Resampling is a very successful statistical analysis method that consists of drawing repeated samples from the original dataset.
It doesn’t involve the utilization of the generic distribution table to compute the p-value. It uses experimental methods to generate unique sample distribution rather than analytical techniques. The two sub-methods under resampling are bootstrapping and cross-validation methods.
Bootstrapping
Bootstrapping is an advanced technique that helps in many situations of statistical analysis, such as predictive model performance, estimation of bias, and variance model.
This method works the best for sampling with replacement from the original data and not from the chosen data to enhance the average score of estimation of the model performance.
Cross-validation
Cross-validation is an advanced technique for validating the model performance by splitting the training data into k parts. K-1 parts as the training data set, and this method gets repeated k times till we can take the average value of k as performance estimation.

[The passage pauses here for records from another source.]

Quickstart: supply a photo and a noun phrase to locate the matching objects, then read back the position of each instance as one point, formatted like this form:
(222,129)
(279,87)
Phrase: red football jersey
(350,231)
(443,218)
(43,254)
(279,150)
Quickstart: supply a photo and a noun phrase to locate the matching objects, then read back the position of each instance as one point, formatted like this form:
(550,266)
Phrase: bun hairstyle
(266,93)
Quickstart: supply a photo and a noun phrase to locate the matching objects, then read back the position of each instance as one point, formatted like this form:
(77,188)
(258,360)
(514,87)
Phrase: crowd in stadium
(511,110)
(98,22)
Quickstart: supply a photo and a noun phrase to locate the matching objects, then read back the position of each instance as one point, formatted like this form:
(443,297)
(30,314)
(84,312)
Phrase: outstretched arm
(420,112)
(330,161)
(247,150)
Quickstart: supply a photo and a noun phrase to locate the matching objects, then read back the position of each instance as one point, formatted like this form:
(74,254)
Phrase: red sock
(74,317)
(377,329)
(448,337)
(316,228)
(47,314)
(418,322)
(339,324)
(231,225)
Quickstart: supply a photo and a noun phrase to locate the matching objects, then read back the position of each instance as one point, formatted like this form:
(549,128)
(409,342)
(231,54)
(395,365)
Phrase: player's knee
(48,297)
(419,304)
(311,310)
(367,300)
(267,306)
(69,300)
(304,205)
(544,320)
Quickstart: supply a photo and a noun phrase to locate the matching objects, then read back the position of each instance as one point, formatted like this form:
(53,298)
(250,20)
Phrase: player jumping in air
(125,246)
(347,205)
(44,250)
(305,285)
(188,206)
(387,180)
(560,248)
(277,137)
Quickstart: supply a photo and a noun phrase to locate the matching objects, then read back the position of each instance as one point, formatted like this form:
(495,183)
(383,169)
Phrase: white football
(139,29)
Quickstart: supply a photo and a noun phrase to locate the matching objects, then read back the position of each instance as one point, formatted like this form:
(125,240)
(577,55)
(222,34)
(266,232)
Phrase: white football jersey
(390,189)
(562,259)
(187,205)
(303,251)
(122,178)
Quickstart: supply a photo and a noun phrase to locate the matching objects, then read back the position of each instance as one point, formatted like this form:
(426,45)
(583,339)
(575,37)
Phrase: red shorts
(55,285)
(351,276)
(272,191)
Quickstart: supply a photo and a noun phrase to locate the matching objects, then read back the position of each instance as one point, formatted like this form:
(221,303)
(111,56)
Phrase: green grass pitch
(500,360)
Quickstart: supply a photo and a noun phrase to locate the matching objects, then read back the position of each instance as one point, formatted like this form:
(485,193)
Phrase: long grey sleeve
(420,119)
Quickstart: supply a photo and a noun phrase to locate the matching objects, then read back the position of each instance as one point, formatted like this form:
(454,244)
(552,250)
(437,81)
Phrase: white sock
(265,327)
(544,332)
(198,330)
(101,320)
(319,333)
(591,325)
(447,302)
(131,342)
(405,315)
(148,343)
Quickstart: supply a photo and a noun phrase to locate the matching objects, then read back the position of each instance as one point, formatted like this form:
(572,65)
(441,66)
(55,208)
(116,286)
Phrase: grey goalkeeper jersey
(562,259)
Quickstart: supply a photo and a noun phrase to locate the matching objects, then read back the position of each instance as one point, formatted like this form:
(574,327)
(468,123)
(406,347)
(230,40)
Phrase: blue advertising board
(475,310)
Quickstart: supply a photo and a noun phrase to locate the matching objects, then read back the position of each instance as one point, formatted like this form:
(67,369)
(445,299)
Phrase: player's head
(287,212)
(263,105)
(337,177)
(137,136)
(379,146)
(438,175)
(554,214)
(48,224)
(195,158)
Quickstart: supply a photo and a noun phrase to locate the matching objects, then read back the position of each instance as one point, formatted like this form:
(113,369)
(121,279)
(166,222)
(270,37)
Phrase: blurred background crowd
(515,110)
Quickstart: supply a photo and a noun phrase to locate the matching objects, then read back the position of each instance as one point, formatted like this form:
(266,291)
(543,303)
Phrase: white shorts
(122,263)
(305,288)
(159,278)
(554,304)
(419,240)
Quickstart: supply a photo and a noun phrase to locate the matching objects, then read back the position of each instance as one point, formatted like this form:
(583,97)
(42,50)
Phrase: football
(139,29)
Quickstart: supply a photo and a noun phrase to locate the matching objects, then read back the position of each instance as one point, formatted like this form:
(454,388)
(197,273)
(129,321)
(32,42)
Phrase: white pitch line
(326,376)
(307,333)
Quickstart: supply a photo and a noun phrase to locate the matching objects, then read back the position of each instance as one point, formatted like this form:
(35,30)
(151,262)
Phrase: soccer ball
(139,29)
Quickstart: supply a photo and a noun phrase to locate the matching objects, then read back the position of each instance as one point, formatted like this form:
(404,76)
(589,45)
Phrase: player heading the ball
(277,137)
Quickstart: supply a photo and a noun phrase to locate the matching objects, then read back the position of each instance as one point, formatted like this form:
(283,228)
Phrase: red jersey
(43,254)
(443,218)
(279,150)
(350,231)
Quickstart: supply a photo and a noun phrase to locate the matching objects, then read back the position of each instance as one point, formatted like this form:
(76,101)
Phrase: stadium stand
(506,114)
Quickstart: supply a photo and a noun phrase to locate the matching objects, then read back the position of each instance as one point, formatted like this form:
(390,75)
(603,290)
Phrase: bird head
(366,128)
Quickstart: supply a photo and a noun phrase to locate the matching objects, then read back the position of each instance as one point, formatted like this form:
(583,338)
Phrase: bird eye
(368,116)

Dimensionality Reduction Method

It is a process of data conversion from the higher-dimensional space to the lower-dimensional area.
The lower-dimensional room retains some meaningful characteristics of the original data, which is ideally very close to the intrinsic dimension.
This method reduces the problem of estimation p + 1 coefficients to the simple issue of M +1 coefficients, where M < p. Then M projections used to fit the linear regression model by least squares.
The two ways to approach dimensionality reductions are principal component regression and partial least squares technique.
Principal component regression is applicable for deriving a lower-dimensional set of features from the collection of elements from a large group of variables.
In comparison, partial least square techniques involve identifying the linear combinations of X representing the predictors in an unsupervised way.
Final points
In this blog, you learned about statistical analysis in-depth and the crucial role in data science for precise and accurate data analysis and getting the exact results.
You also learned about five statistical analytics methods/techniques that data scientists need to master in 2021 to boost their careers and bag the best packages in the industry.
As we are icing more towards the data-driven world, big data, machine learning, artificial intelligence plays a crucial role in leveraging data science to automate various processes from collecting to analysis with calculated risks and accurate results.